Manually merge transcript entries for the same speaker to get what you want. Or, for now, live with smaller segments/paragraphs and multiple speaker labels. I have some ideas on  how to handle that, but not time to test.

 

So, for example, here's a sample:

00:00:01:07 - 00:01:18:19
Bill
Some text on one or more lines. Some text on one or more lines. Some text on one or more lines. Some text on one or more lines. Some text on one or more lines. Some text on one or more lines. Some text on one or more lines. Some text on one or more lines. 

00:01:18:20 - 00:02:28:24
Mary
Some text on one or more lines. Some text on one or more lines. Some text on one or more lines. Some text on one or more lines. Some text on one or more lines. Some text on one or more lines. Some text on one or more lines. Some text on one or more lines. Some text on one or more lines. Some text on one or more lines. Some text on one or more lines. 

 

I am using my favorite (PC only?) - Notepad++

 

Ctrl+Home (Go to top)

Start recording macro

Shft+Down-arrow (selects timecode line)

Delete key (deletes timecode and line, First line is now "Bill", cursor is at beginning of line)
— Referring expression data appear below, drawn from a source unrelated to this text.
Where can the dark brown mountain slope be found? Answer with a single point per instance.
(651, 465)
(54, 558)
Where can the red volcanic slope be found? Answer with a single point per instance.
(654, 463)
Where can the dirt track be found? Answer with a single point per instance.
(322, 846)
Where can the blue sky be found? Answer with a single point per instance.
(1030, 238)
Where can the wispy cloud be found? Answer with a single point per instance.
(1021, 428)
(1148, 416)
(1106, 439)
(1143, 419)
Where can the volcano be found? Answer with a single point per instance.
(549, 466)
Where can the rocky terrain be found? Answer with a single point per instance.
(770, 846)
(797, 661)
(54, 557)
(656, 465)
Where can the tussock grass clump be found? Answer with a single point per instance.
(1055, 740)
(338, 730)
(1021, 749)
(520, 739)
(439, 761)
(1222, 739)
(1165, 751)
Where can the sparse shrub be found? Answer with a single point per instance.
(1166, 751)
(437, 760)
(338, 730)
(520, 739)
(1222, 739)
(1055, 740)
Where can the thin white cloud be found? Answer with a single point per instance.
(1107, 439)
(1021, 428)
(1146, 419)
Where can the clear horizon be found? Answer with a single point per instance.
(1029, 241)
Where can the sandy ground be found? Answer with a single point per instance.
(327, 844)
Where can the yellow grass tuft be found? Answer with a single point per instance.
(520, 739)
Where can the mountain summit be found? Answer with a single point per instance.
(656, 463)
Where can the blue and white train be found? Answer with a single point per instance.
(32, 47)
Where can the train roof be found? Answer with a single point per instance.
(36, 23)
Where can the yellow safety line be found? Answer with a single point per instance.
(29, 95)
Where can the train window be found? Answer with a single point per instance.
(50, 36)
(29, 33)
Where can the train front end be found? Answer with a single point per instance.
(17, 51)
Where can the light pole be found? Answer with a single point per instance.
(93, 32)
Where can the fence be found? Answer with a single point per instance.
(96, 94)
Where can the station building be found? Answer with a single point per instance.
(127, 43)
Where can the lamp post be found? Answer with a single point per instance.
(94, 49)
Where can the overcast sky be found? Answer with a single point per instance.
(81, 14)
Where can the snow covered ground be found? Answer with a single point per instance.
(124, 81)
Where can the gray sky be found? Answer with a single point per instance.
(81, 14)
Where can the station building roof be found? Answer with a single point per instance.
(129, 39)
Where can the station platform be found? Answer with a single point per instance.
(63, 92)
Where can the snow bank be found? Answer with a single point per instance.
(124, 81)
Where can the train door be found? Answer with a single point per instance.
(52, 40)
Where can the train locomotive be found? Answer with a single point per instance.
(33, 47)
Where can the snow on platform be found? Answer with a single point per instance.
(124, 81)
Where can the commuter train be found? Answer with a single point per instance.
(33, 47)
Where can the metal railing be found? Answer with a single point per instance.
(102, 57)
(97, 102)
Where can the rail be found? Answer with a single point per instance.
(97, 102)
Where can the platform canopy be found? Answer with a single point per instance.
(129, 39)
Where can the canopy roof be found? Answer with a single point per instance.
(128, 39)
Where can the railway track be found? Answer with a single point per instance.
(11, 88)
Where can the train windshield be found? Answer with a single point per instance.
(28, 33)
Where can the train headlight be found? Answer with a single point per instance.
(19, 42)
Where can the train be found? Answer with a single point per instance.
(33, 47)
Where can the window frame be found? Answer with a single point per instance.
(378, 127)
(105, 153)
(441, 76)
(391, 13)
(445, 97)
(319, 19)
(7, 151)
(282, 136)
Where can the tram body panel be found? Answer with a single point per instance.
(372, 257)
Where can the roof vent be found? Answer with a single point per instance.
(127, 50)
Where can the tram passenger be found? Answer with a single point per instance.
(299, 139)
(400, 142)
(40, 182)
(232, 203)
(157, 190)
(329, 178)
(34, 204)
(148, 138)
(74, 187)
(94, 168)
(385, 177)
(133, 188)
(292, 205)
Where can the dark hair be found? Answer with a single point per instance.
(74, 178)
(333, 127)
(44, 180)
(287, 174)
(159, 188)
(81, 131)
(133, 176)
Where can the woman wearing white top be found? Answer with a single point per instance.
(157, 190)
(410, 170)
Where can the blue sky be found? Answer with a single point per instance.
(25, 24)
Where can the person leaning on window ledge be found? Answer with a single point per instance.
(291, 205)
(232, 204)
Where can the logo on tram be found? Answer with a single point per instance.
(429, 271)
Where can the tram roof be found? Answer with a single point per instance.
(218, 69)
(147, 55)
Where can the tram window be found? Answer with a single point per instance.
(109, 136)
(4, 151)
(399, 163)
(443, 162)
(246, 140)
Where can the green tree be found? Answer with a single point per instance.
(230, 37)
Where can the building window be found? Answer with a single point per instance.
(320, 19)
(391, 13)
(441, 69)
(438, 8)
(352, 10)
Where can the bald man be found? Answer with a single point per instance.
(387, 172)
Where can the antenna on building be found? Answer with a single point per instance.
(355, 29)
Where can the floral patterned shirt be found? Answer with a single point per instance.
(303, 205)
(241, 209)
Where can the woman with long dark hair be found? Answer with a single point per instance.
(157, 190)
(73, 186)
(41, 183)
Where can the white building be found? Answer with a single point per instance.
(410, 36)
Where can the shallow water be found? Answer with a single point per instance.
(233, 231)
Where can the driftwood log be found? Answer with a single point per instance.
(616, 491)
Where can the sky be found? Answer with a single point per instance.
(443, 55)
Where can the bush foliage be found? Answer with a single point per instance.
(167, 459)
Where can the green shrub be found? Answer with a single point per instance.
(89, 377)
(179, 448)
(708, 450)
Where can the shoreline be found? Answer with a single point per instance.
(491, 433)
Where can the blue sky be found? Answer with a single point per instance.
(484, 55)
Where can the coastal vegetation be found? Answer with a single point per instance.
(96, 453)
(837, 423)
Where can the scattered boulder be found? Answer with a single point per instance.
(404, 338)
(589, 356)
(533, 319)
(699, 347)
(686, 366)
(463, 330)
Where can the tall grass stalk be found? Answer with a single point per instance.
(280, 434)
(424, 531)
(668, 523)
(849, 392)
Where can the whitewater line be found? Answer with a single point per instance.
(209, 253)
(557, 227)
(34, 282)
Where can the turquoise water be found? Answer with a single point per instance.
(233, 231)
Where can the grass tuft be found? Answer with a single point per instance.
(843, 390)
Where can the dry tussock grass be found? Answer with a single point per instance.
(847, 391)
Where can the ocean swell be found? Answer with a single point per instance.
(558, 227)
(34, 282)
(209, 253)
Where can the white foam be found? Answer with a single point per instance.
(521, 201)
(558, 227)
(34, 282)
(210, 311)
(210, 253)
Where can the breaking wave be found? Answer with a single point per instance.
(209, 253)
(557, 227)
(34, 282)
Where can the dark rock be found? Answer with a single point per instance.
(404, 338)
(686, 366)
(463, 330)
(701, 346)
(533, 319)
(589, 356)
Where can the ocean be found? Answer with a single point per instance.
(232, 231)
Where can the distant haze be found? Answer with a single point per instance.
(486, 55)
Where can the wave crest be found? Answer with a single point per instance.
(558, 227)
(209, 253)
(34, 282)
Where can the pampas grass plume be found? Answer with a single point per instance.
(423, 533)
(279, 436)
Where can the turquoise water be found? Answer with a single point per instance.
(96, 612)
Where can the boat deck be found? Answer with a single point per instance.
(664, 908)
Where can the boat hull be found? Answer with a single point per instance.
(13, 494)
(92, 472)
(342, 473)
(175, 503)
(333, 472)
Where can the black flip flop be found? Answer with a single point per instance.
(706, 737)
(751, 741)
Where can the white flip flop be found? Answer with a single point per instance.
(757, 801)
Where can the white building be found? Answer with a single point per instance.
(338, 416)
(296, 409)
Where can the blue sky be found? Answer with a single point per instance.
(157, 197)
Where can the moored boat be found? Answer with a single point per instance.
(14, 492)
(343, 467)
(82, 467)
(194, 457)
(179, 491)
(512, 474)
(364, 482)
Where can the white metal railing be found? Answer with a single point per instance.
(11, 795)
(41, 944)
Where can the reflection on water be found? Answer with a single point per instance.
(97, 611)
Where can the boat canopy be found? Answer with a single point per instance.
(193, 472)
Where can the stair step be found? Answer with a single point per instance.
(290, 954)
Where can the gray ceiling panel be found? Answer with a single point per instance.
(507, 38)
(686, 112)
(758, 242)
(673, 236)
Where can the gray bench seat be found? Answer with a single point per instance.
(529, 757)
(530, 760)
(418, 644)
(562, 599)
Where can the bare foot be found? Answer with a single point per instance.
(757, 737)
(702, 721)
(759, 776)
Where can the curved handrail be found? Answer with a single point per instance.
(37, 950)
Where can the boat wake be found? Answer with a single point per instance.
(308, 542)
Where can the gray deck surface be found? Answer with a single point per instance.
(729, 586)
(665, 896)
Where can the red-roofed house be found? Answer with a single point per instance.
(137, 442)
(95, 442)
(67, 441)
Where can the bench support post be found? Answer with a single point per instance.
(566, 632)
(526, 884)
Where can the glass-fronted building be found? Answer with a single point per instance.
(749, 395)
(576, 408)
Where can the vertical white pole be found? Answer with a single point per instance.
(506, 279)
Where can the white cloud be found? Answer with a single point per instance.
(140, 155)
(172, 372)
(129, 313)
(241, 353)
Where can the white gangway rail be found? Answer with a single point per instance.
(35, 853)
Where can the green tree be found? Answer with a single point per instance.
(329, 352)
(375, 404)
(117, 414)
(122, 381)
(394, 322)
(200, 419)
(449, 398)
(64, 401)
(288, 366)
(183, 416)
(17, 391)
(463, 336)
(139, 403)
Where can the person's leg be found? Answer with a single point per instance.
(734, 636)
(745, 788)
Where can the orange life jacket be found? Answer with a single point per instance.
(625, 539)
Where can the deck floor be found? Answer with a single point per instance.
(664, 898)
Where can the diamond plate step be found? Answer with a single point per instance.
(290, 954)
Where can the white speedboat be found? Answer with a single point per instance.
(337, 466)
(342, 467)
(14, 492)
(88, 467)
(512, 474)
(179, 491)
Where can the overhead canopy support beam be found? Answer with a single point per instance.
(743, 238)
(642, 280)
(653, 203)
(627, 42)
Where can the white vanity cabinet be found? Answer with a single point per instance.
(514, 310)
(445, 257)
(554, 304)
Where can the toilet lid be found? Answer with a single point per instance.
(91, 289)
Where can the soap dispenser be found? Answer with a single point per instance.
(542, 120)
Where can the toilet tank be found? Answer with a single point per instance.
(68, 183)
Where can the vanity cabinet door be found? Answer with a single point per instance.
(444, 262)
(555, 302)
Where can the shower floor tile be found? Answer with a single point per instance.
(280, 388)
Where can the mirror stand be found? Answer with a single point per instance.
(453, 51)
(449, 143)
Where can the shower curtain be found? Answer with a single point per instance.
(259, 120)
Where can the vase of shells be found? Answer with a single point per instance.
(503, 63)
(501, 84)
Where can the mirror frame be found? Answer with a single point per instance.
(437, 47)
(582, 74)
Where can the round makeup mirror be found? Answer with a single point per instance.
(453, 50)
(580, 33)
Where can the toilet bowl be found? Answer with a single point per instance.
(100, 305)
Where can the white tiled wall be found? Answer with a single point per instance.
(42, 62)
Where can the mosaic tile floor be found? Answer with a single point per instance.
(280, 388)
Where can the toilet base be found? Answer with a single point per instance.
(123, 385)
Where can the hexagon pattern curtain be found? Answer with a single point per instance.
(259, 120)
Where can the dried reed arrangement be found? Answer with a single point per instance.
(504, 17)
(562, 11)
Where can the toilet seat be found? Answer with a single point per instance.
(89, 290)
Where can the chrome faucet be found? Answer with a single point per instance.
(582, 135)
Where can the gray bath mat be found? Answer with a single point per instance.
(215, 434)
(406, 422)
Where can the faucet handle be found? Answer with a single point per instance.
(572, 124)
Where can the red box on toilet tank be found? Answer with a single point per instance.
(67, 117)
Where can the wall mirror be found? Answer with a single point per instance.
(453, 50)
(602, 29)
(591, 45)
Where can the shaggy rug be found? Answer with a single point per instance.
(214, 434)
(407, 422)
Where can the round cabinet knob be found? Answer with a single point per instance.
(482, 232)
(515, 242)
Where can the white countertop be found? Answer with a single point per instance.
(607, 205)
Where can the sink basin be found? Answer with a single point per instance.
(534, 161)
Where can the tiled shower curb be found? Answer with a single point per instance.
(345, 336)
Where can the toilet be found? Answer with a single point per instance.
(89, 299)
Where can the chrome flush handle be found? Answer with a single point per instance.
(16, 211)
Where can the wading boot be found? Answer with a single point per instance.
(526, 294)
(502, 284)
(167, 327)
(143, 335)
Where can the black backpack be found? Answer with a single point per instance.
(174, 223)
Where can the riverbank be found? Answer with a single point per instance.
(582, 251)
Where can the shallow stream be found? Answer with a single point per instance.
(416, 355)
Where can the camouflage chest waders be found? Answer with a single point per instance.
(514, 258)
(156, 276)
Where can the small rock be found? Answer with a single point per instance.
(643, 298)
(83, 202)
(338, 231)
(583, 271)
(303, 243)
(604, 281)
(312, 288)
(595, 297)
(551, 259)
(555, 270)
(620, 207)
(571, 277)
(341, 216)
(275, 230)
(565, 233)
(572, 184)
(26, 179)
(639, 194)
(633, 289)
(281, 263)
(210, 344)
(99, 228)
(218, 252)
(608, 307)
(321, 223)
End key (cursor is right after "Bill" and before the line ending)

Type a colon and space (First line is now Bill: - Or use whatever formatting you want.)

Delete key (deletes line ending, First line is now "Bill: Some text ....")

Ctrl+F (Find)

Enter 00: (This works as long as the program is under one hour. A more flexible approach would need modification.)

Click "Find Next" (Cursor is at beginning of next timecode. May have 00: selected)

Home (moves cursor to beginning of line, without selection. We are now in the position in the next transcript segment where we started the macro in the first)

 

Stop recording macro

Save the macro

 

To process a .txt transcript, open it, Ctrl_home to be sure you are at the beginning.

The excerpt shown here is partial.